My fashion label took off when I was in my 30s, and I went from wearing jeans and a Peruvian alpaca poncho to shopping for designer clothes. I had never had regular haircuts, then suddenly I was getting weekly blowouts at Frédéric Fekkai. No one said I had to change my look—it's just that I now had the financial resources to do so. But as I became more polished on the outside, I paid less attention to how I felt on the inside. I was exhausted, and I let my daily meditation and yoga practice go.
I was diagnosed with breast cancer in 2005, so I took a 30-day leave of absence from work; it was the first time I'd had more than a week off in 20 years. But after recovering from surgery, I kind of forgot about the cancer and went back to my job. For the next couple of years, I totally immersed myself in my company even though I wasn't sure it would survive. When it finally closed in 2008, I had two choices: wallow in self-pity or take hold of my life and do something positive. I was forced to reinvent myself. I started going to the gym and recommitted to yoga and meditation. Several months later, I began organizing inspirational retreats for women and devoted myself to the art gallery I'd opened a few years earlier.
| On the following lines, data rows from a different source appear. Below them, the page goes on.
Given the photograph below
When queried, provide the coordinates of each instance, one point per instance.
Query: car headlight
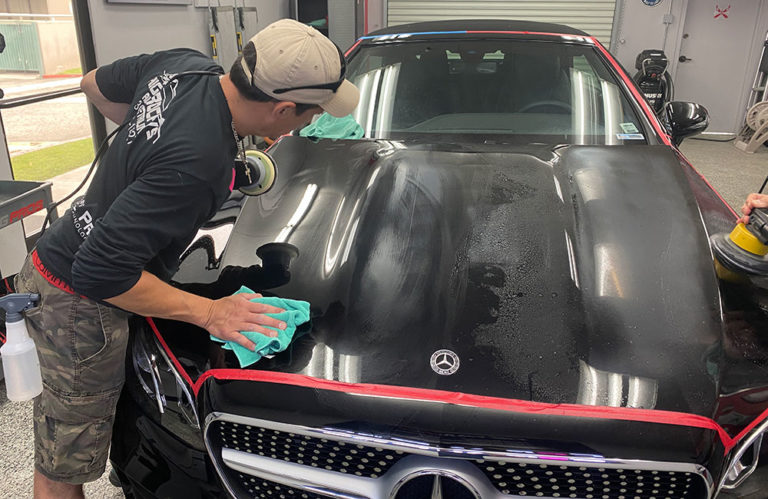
(744, 458)
(169, 397)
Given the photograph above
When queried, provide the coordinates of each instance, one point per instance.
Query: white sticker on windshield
(628, 127)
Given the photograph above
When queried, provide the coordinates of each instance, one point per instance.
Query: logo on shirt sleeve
(149, 119)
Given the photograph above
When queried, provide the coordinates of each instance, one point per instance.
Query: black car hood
(575, 275)
(578, 274)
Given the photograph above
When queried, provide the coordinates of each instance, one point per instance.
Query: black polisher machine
(744, 250)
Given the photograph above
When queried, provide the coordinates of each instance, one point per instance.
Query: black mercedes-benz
(511, 288)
I used to wake up every morning frustrated that I had little control over how I'd spend my day. Now I'm living a life I've chosen, not one that chose me. I'm physically well, and I can create art every day without inhibition. My body, mind, and spirit are in alignment, and it shows.
As the youngest member of the R&B group Sister Sledge, I spent my girlhood surrounded by family. I was the lead singer, but I never thought of myself as an individual. There was so much comfort standing there with my sisters.
But at 29, I began a solo career. For once I could choose everything from my musical style to my clothing. As much as I'd loved sharing the stage with my sisters—with our '80s outfits and big hair perfectly coordinated—moving out on my own was the step I needed to take. I performed by myself for the first time at a concert in Miami. As soon as I finished my opening song and the audience stopped cheering, I noticed something: silence. In the group, I'd always relied on my sisters to talk to the crowd. It sounds silly, but that night I had to find my voice.
Each time I've performed solo over the years, I've grown more and more comfortable standing out front in the spotlight. Now I have the confidence not just to sing my old songs, which, of course, I still do, but to set bigger goals for myself, like producing and starring in a musical about jazz legend Billie Holiday. I'm working harder than I have at any time in my life, so I'm especially grateful when fans come up to me and say, "You look better now than ever." Beauty is an attitude. And I suppose I have a glow offstage and on because I'm doing exactly what I want to do. That's why I'm embracing every moment of this decade even as I look toward the next.